Actually IF you want real beef tallow of the highest quality, you should be using raw beef suet, from around the kidneys as others have mentioned, and it crumbles like cheese. No need to grind it unless lesser quality fat from the animal is being used. IF you are frying foods then rendering tallow from the other sources of fat within the cow will work.If you want to render your own tallow and the butcher will sell you some beef fat, have them grind it for you. The smaller the pieces the more yield you will get. Heat it on low heat till it is thoroughly melted and the bits have turned brown. Then strain it into a straight sided container and let it solidify at room temperature. After that, put it in the refrigerator overnight. Next day (or whenever) put the container upside down under hot water to release the solid mass.
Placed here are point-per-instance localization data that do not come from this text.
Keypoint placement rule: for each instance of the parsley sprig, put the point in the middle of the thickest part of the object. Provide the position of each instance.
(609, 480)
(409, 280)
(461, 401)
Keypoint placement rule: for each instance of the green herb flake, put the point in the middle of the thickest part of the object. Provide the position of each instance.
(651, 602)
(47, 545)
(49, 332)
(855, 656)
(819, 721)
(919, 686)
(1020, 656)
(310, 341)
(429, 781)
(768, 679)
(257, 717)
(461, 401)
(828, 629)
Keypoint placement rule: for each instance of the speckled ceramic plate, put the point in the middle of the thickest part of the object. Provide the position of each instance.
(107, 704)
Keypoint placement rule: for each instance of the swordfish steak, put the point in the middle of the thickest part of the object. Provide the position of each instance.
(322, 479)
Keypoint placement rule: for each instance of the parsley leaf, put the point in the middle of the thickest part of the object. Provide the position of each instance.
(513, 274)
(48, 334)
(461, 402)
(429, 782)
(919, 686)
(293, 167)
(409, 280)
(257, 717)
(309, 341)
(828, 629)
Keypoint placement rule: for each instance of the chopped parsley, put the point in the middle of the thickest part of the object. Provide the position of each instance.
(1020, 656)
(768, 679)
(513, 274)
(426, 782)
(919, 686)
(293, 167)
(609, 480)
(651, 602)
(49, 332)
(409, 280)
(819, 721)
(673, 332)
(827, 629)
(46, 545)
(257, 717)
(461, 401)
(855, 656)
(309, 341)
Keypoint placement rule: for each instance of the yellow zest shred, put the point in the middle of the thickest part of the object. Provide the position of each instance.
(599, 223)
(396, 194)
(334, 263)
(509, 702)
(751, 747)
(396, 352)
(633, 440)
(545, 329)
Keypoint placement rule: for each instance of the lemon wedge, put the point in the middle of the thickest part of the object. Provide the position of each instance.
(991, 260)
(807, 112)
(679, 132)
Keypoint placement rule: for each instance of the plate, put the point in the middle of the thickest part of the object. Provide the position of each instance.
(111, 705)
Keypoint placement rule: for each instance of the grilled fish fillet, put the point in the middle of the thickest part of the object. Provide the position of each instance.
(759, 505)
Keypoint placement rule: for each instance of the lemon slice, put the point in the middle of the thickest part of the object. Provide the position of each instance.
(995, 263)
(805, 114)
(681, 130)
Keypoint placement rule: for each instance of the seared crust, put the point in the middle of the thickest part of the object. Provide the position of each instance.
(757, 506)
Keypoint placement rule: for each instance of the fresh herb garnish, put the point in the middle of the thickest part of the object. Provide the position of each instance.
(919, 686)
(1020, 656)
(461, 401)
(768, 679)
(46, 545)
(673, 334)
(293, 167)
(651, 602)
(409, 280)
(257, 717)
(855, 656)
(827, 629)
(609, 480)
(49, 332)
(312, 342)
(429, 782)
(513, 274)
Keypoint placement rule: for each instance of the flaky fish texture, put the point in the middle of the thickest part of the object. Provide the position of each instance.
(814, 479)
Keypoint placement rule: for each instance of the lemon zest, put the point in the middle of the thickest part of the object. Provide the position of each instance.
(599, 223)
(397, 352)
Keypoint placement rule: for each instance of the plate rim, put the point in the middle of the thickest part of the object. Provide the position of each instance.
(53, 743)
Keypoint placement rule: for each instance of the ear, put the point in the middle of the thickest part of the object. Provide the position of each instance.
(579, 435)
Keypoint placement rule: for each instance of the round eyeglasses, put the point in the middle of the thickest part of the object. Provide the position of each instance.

Now scrape all the impurities off the bottom and you will have pure tallow.
“Old hunters have repeatedly told me that they, and the pioneers generally, used the oiled cloth patch in preference to the wet one. Bears were numerous in most parts of the country in the early days, the pioneers and hunters always killed them so as to have a supply of bear’s oil on hand for oiling the patches for the rifle and lubricating the barrel after cleaning,…”Shooters in the past seemed to like bear's oil and sperm oil the best, but of the various types of tallow, I believe mutton tallow was preferred, usually blended with beeswax for lubricating bullets. I'm pretty sure this is mentioned in Ned Roberts' The Muzzle-Loading Cap Lock Rifle, although I am unable to find it. Dixie Gun Works used to sell a product known as "Old Zip Patch" grease, made from mutton tallow and beeswax, but they have discontinued it.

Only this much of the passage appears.